What if my starter is brand new?

If your starter is less than two weeks old, hold off on the plan. Let it mature through September. Read our Sourdough Starter Maintenance guide for a 14-day starter-ripening schedule, and start this plan in October. The plan will be here when you're ready.


The Crumb Lab's Pledge

We're going to publish a deep-dive post for each of the four weeks throughout August, so by September 1 you have the full playbook. Bookmark this page — we'll link the weekly posts here as they go live.

We're also going to bake all seven loaves ourselves, document the journey, and share the crumb-by-crumb results. If you bake along, tag us. We want to see your September 7 boule when it comes out of the oven, your September 14 hydration comparison sliced side by side, and your September 30 showcase photographed and tagged.

Eight weeks from today, the campaign starts. If you bake along from now, you'll arrive at September 1 with a starter at peak, a foundational recipe dialed in, and the muscle memory to actually enjoy the month instead of scrambling through it.

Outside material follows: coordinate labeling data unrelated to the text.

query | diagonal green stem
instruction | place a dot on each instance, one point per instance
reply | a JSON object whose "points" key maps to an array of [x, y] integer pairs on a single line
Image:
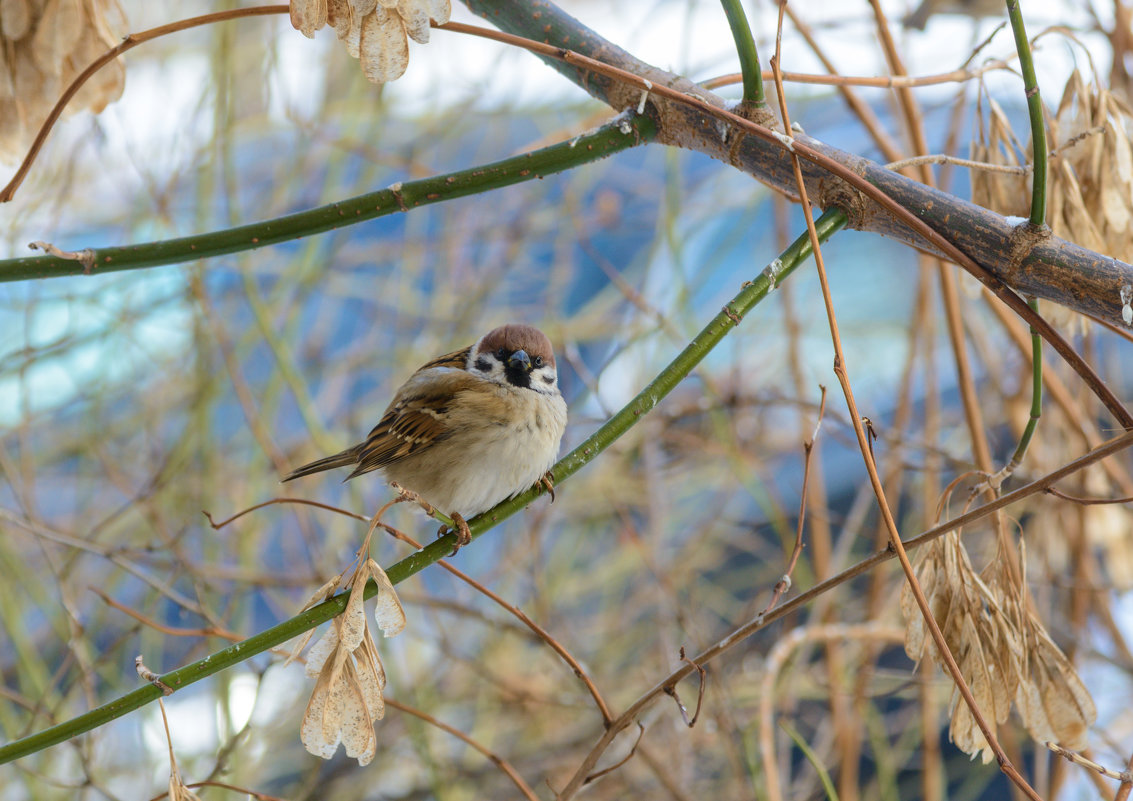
{"points": [[701, 344], [746, 49], [623, 131], [1034, 112]]}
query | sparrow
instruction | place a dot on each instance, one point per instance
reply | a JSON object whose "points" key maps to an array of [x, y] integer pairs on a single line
{"points": [[469, 428]]}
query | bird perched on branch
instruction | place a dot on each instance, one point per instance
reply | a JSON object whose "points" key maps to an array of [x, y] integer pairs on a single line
{"points": [[469, 428]]}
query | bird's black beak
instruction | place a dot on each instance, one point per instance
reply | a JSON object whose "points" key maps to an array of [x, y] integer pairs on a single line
{"points": [[520, 360]]}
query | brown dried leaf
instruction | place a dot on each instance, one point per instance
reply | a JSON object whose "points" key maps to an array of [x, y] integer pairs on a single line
{"points": [[340, 15], [15, 18], [308, 16], [415, 16], [388, 611], [1067, 707], [439, 10], [340, 710], [57, 33], [383, 47]]}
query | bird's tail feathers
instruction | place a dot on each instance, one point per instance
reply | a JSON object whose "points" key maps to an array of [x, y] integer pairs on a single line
{"points": [[347, 457]]}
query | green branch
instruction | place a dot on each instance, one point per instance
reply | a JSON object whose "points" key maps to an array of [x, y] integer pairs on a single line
{"points": [[746, 49], [1034, 112], [703, 343], [622, 133]]}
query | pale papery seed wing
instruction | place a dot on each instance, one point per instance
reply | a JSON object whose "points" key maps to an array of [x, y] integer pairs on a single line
{"points": [[388, 610], [383, 48], [974, 667], [340, 16], [371, 679], [352, 40], [1116, 189], [415, 15], [15, 18], [308, 16], [965, 734], [313, 733], [57, 34], [357, 726], [1079, 221], [440, 10], [1068, 707]]}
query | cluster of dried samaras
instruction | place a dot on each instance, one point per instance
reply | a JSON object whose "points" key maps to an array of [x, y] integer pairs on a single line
{"points": [[1090, 192], [375, 32], [45, 44], [1001, 646]]}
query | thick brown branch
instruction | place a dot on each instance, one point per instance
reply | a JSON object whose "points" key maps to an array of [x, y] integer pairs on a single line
{"points": [[1048, 267]]}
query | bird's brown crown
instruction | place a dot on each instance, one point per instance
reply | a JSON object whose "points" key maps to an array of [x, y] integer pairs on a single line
{"points": [[518, 337]]}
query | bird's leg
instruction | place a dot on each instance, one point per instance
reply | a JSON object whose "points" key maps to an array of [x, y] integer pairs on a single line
{"points": [[460, 527]]}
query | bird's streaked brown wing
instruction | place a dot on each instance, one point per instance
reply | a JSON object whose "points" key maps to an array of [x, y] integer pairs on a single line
{"points": [[417, 419]]}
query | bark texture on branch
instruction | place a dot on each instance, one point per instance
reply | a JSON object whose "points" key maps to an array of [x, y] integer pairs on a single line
{"points": [[1045, 266]]}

Welcome to the prep. See you in September.


Sources & Further Reading

This post is mostly a plan, not a research piece — but it does make a few claims about origins, technique, and what's "well-attributed in the field." Here's what's behind them:

On Sourdough September itself:

  • The Real Bread Campaign, run by the charity Sustain (UK), launched Sourdough September in 2013 — [Sustain announcement, August 2013](https://www.sustainweb.org/news/aug13_real_bread_sourdough_september/)
  • Chris Young has coordinated the Real Bread Campaign since March 2009 and is the originator of Sourdough September — [Sustain profile](https://www.sustainweb.org/news/sep24-sourdough-september-last-chance/)

On the four weekly bakes:

  • Week 1 (the 70% hydration country loaf): the deep-dive companion post at /2026-07-07-the-70-hydration-country-loaf-week-1-of-sourdough-september.html carries the full citations for the hydration science and the DDT framework
  • Weeks 2–4: hydration, flavor/enrichment, and long-fermented showcase techniques are well-attributed in the home-baking literature (Sourdough Journey, King Arthur, The Perfect Loaf, local bakery practice) but each specific recipe value here is the author's working recipe, not a primary-sourced rule

Where attribution is widely-attributed but not primary-sourced: the "Q15 rule" of fermentation rate (every 15°F doubles yeast activity); the 2% salt-by-flour convention; the 12–16 hour cold-proof window. These are flagged honestly so you can treat them as a working baseline, not a law.